For one: Without it, there’s likely no earthmine

MARS – After just a few days here on planet Mars, the Mars Curiosity Rover was already sending back 3D images, red-blue anaglyphs created with the stereo pairs of hazard-avoidance cameras that the rover uses to map its surroundings and understand obstacles in 3D space.

You’re thinking: “Neat. 3D images of Mars. What does this have to do with me?”

Well, for John Ristevski, co-founder of 3D photogrammetric mobile mapping company earthmine, it has everything to do with him. Earthmine’s entire business model is based on the same technology Curiosity is using to create those 3D images. They licensed it from the Jet Propulsion Laboratory back in 2007.

“We founded the company in 2006,” Ristevski said over the phone with SPAR, “and we actively explored looking for technology. We had what we wanted to build in mind, a panoramic imaging system, so we came up with a design and searched for the technology to make it a reality. We literally stumbled across the JPL technology, just through doing research.”

Ristevski and his partners approached JPL and Cal-Tech, which handles the licensing of JPL’s technology, and after a year of testing and refining it, a successful implementation led to a licensing agreement.

You can see in this transposition of images, that the first shot to come back from Mars isn’t unlike the images earthmine is collecting today:

 08.10.12.mars-firstimage 08.10.12.earthmine 

“The core of the technology is still the same core we’re using,” Ristevski said, “the camera calibration piece.” From there, however, earthmine has built on it and changed it significantly, making it appropriate for the higher resolution cameras earthmine uses and to optimize it for the rapid collection of terrestrial data.

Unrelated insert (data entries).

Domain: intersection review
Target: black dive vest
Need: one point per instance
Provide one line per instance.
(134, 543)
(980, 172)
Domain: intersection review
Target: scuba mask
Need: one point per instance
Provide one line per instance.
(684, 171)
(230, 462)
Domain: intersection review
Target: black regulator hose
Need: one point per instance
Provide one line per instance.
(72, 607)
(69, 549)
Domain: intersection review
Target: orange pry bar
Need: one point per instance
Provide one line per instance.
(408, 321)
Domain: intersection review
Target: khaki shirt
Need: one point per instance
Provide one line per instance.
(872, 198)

It’s possible the Curiosity even benefitted from earthmine’s involvement: “In the early days, there was a lot of back and forth,” Ristevski said. “We shared changes back to them, though I’m not sure they got implemented. But we did engage with them to help us with early problems. There was quite a lot of back and forth.”

The paired cameras coupled with the software can create point clouds of the Mars surface and be used to create panoramic images from which accurate measurements can be taken. You can argue that it’s this technology that makes navigating the Mars surface with confidence possible.

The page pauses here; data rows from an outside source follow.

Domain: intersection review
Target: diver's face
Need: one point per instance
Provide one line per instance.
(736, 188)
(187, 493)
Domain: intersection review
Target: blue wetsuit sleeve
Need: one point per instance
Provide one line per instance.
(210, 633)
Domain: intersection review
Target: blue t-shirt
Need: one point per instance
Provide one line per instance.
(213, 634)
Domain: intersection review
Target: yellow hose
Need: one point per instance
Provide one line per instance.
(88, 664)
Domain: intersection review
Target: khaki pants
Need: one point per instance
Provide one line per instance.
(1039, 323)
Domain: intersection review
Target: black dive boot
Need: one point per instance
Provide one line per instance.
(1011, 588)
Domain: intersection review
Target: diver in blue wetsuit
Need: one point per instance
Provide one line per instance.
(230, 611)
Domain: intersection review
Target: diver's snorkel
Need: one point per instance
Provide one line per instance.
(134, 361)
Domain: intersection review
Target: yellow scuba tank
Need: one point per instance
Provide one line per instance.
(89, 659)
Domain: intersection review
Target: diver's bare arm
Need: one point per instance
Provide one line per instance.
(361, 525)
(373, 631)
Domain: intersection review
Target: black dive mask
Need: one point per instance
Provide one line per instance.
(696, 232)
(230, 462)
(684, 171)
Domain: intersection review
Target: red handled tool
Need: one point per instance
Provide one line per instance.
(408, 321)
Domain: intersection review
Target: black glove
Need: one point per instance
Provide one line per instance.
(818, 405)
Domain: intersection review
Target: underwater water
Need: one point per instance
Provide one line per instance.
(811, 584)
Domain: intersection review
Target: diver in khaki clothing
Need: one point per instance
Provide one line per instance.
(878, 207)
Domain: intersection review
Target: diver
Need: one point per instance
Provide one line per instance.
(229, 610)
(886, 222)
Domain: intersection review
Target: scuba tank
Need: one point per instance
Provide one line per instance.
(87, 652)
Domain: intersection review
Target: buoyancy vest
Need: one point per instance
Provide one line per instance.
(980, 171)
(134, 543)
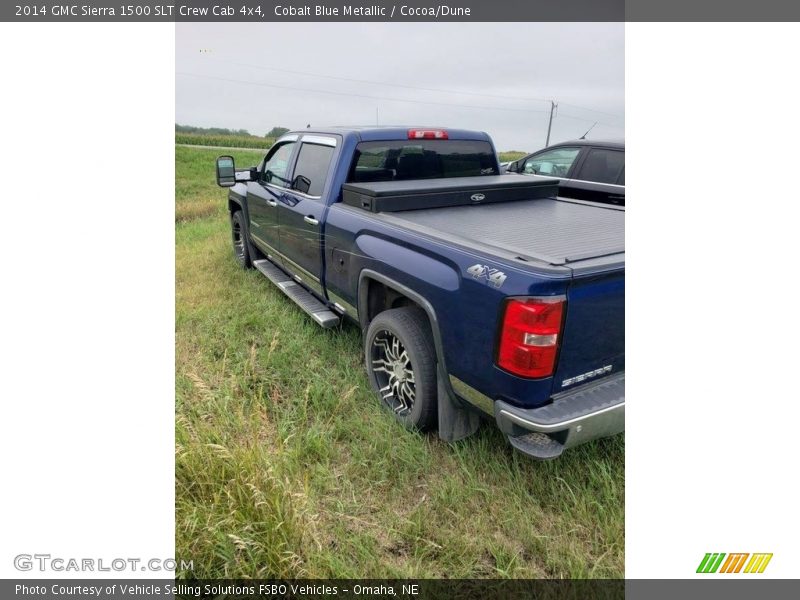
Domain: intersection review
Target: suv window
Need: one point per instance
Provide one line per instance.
(422, 159)
(553, 163)
(313, 162)
(276, 165)
(603, 166)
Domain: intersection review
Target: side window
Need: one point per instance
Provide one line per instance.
(603, 166)
(276, 165)
(553, 163)
(312, 163)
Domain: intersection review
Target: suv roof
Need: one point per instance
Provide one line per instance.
(620, 144)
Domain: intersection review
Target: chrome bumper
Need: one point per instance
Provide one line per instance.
(592, 411)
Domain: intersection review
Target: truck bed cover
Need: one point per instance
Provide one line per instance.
(554, 231)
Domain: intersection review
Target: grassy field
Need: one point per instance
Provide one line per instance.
(287, 466)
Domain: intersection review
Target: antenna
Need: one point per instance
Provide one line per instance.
(583, 137)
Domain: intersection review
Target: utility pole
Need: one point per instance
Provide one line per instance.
(553, 107)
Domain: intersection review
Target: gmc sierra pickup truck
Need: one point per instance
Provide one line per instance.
(477, 293)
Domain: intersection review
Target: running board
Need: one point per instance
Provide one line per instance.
(324, 316)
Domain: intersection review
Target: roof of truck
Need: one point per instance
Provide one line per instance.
(393, 132)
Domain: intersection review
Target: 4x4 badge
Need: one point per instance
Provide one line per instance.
(493, 277)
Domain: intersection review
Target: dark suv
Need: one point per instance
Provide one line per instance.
(588, 169)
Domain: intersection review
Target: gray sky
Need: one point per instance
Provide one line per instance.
(515, 67)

Regardless, it’s certainly true that technology developed by the Jet Propulsion Laboratory made earthmine possible. This year, the company welcomed 110 attendees to its user conference from 13 countries. “The momentum has really built up over the last six months,” Ristevski said.

And what’s good for earthmine is good for the space program. Part of the licensing agreement gives Cal Tech an equity stake in earthmine, along with other opportunities for realizing more return on the technology license. “It’s great to see that money flowing back into continued research to push these space missions further,” Ristevski said.

What other companies might come out of the Mars missions? Who can say? “I think there’s amazing stuff that JPL’s developed to address specific problems,” said Ristevski, “and I think there are lots of opportunities to license that technology and you’ll see any number of use cases where the technology has been adapted. That’s a great dual use of the technology, getting our tax payer dollars back as you license that technology and get a return on the initial investment.”